Cooked slowly, it is a hearty, warm, winter food.
Materials
- 1 beef brisket (4 to 5 kilos), without fat
- 1 ½ tablespoons salt, plus more to taste
- 1 ½ teaspoon freshly ground black pepper, plus more to taste
- 2 tablespoons vegetable oil
- 4 cloves garlic, chopped
- 1 tablespoon mustard
- 2 tablespoons tomato paste
- 1 ½ cups beef or chicken broth
- 2 tablespoons apple cider vinegar
- 1 can crushed tomatoes
- 1 tablespoon chopped fresh thyme
- 2 teaspoons dried oregano
- 2 teaspoons garlic powder
- 1 teaspoon paprika
- 2 tablespoons brown sugar
- 2 medium yellow onions, sliced
- 1 kilo carrots, halved lengthwise and cut into pieces
- 1 kilo small potatoes, cut into pieces
Step by step process
-
Preheat the oven to 160°C with a rack in the middle position.
-
Wipe the breast and season it with salt and pepper all over.
-
Heat the oil in a large cast iron skillet or frying pan over medium-high heat. Once the oil shimmers, add the brisket and cook, without disturbing it, until browned, about 6 minutes per side. Transfer the meat to a plate and discard any remaining 2 to 3 tablespoons of fat.
- Reduce heat to medium-low. Add garlic, mustard, and tomato paste. Cook for 1 minute or until garlic is fragrant. Add broth, vinegar, and crushed tomatoes, scraping up any browned bits from bottom of pot.

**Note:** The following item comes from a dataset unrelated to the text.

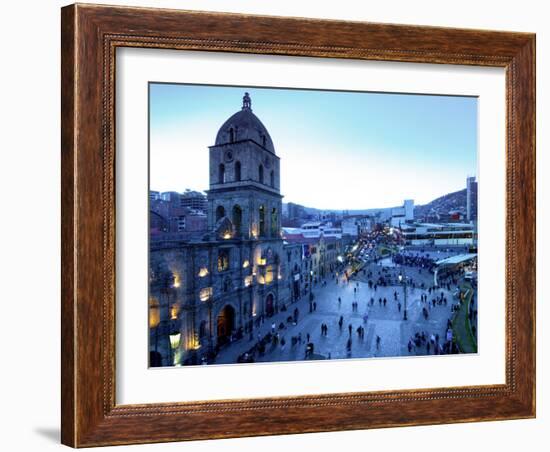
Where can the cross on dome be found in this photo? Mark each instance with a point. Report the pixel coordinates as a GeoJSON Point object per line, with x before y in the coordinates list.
{"type": "Point", "coordinates": [247, 102]}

- Return the breast (and any juices that have collected) to the pot, fat side up. In a small bowl, combine the thyme, oregano, garlic powder, paprika, and brown sugar. Sprinkle the seasoning over the breast.
-
Add the onions to the pot. Increase the heat to medium and bring the liquids to a simmer. Cover the pot and transfer to the oven. Cook for 2 hours. Remove the pot from the oven and add the carrots and potatoes, placing them in the liquid. Cover the pot and return to the oven for another 2 hours or until the vegetables are tender.
-
Transfer the breast to a cutting board and cover with aluminum foil to keep warm. Using a slotted spoon, transfer the vegetables to a serving platter.
- Return the saucepan to medium heat and simmer the sauce, stirring, until slightly reduced, 3-5 minutes. Season with salt and pepper.
- Slice the breast, cutting across the grain, and place on a serving platter with the vegetables. Drizzle with the sauce and serve.
Comments (0)
There are no comments for this article. Be the first one to leave a message!